[Leçon de chinois] Le langage SMS
FAIT DE LANGUE
Le mois dernier, nous évoquions les sousentendus et messages cachés possibles grâce aux homophones des mots utilisés autour de la célébration du Nouvel An lunaire. Néanmoins, l’usage des homophones ne se limite pas à cela. Si en France, le langage SMS, utilisé initialement par les jeunes pour réduire la taille de leurs messages, a vu le jour en limitant les mots à leurs consonnes (slt pour salut, cc pour coucou, etc…), en chinois cela n’est pas possible. En effet, les caractères ne laissent pas paraître explicitement leur prononciation et il est donc impossible d’avoir une réduction similaire. Par ailleurs, il est également difficile de retirer des composants des caractères, puisque le principe même de l’écriture chinoise est que ces composants sont nécessaires à la distinction et au sens. La méthode trouvée pour le chinois repose sur les homophones des chiffres principalement. La prononciation des chiffres se rapproche de celle d’autres mots, permettant ainsi d’écrire plus rapidement des mots, voire des phrases, à partir d’une suite de chiffres, ce qui est plus rapide.
Voyons par exemple le chiffre 5 五 : il se prononce wŭ, c’est la raison pour laquelle il est utilisé pour représenter le pronom personnel « je », 我 , se prononçant wŎ. Leur ton et leur première lettre en pinyin sont les mêmes et à l’oral, leur prononciation très proche. On le retrouve dans l’expression « 520 », se prononçant wŭ èr líng, dont le schéma intonatif et les voyelles se rapprochent de wŎ ài nĭ 我爱你 qui signifie « je t’aime ». Mais 五 wŭ, 5, est aussi homophone avec 呜 wū, qui est l’onomatopée évoquant des pleurs. C’est pourquoi « 555 » est une façon de signifier sa tristesse. Un autre raccourci par les chiffres très usité est « 88 », employé pour dire au revoir, car 88 bābā est proche de bàibai 拜拜, la transcription phonétique de « bye bye ». Mais les chiffres n’ont pas le monopole du langage SMS, probablement car leur nombre est restreint. On trouve alors l’emploi de lettres latines, souvent la première consonne de la syllabe en pinyin associée au caractère chinois, comme « DD » qui veut dire 弟弟dìdi, « petit frère ». Il est également possible de combiner ces deux systèmes, comme par exemple « P9 » pour la bière, 啤酒 píjiŭ, le P étant la première consonne de la syllabe pí, et le chiffre 9 九jiŭ, l’homophone de l’alcool 酒 jiŭ.

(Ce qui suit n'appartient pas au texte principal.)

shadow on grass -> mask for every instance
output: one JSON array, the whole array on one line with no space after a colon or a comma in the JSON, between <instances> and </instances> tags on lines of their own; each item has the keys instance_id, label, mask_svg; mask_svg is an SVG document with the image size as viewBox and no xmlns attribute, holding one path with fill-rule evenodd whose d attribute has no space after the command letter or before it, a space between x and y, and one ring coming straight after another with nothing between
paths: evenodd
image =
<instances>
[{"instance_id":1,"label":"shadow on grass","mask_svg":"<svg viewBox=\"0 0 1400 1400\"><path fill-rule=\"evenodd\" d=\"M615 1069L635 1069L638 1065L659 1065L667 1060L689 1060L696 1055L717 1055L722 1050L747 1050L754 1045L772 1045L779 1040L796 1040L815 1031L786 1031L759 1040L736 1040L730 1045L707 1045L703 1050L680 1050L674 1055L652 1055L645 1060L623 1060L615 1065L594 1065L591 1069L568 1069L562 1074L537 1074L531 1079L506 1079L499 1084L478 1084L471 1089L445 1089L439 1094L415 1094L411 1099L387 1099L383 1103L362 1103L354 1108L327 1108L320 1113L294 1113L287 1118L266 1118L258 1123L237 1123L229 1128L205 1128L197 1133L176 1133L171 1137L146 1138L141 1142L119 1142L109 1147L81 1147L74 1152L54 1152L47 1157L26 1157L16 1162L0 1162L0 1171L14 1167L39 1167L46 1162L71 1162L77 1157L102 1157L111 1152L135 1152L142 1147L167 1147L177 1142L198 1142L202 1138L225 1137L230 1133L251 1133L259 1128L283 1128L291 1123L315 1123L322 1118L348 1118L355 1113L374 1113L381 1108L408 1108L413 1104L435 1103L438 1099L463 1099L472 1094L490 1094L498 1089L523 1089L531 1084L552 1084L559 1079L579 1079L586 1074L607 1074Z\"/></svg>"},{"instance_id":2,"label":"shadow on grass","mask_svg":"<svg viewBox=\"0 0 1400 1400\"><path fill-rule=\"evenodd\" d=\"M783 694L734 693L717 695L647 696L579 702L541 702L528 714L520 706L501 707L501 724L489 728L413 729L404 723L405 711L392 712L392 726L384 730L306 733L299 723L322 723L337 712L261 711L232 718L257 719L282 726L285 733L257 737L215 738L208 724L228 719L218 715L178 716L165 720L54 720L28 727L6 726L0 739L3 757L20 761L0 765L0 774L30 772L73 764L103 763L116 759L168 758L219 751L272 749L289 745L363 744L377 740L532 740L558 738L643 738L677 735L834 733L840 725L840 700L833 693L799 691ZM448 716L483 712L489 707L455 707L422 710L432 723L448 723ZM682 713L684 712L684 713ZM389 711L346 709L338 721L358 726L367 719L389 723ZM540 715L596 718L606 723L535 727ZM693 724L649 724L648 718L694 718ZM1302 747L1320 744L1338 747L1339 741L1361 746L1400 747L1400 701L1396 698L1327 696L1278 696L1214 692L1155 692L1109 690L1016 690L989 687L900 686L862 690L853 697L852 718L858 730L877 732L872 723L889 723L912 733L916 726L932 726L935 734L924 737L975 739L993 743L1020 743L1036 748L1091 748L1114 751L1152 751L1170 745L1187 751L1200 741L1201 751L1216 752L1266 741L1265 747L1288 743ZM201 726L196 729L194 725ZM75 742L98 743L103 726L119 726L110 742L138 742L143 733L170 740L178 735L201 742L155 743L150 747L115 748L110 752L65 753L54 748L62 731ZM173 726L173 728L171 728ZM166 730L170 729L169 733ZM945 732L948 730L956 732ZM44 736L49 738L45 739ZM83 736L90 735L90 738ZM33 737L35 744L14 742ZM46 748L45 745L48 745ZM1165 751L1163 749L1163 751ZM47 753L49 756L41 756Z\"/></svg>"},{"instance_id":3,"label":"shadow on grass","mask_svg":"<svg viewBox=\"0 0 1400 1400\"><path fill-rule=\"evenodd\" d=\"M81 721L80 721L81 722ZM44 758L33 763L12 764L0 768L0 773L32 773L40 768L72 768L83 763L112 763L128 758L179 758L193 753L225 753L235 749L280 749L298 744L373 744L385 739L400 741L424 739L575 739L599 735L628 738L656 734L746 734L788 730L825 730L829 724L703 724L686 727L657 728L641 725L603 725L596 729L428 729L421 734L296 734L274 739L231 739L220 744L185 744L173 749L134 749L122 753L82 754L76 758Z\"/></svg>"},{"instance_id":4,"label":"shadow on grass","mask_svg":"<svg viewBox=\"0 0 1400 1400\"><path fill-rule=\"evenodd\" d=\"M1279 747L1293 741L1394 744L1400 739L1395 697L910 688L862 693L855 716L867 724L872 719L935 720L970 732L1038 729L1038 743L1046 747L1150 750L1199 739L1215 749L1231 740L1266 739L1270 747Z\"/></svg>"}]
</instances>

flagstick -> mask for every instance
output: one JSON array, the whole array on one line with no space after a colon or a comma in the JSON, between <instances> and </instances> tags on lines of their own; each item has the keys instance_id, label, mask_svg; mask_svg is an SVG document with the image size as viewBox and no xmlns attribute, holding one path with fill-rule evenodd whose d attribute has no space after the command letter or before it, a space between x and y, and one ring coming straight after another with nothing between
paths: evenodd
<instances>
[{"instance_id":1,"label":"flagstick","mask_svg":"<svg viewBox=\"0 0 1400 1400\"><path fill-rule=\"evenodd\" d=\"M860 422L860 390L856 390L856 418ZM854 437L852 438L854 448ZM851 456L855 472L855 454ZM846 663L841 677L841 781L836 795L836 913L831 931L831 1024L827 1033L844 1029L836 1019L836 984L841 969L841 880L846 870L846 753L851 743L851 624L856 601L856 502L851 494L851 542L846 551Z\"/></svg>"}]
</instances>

Les nouvelles technologies font naître de nouveaux langages, de même que l’ingéniosité des utilisateurs !
Quelques autres exemples :
51396 wŭ yāo sān jiŭ liù : 我要睡觉了 wŎ yào shuìjiào le « je vais dormir »
4242 sì èr sì èr : 是啊是啊shì ā shì ā « oui oui »
7456 qī sì wŭ liù : 气死我了 qì sĭ wŎ le « ça m’énerve »
PL : 漂亮piàoliang « joli »
LP : 老婆lăopó « femme, épouse »
CARACTÈRE DU MOIS
我 wŎ correspond au pronom personnel « je ». Pourtant, originellement ce caractère correspond à une arme de guerre, une hallebarde. Au fil du temps, l’arme qui portait ce nom a été remplacée par d’autres, plus perfectionnées et est tombée en désuétude. Après la période des Royaumes combattants, ce caractère a alors été utilisé pour signifier la première personne, « je », celui qui tient la hallebarde, qui garde à l’écrit son origine martiale, puisqu’il s’agit d’une main (partie gauche), tenant une arme (partie droite).
Voici quelques mots comprenant 我 :
自我 zìwŎ : soi-même
我国 wŎ guó : notre pays (Chine)
我们 wŎ men : nous
Stéphanie Le Gall, professeure certifiée et enseignante en collège et lycée.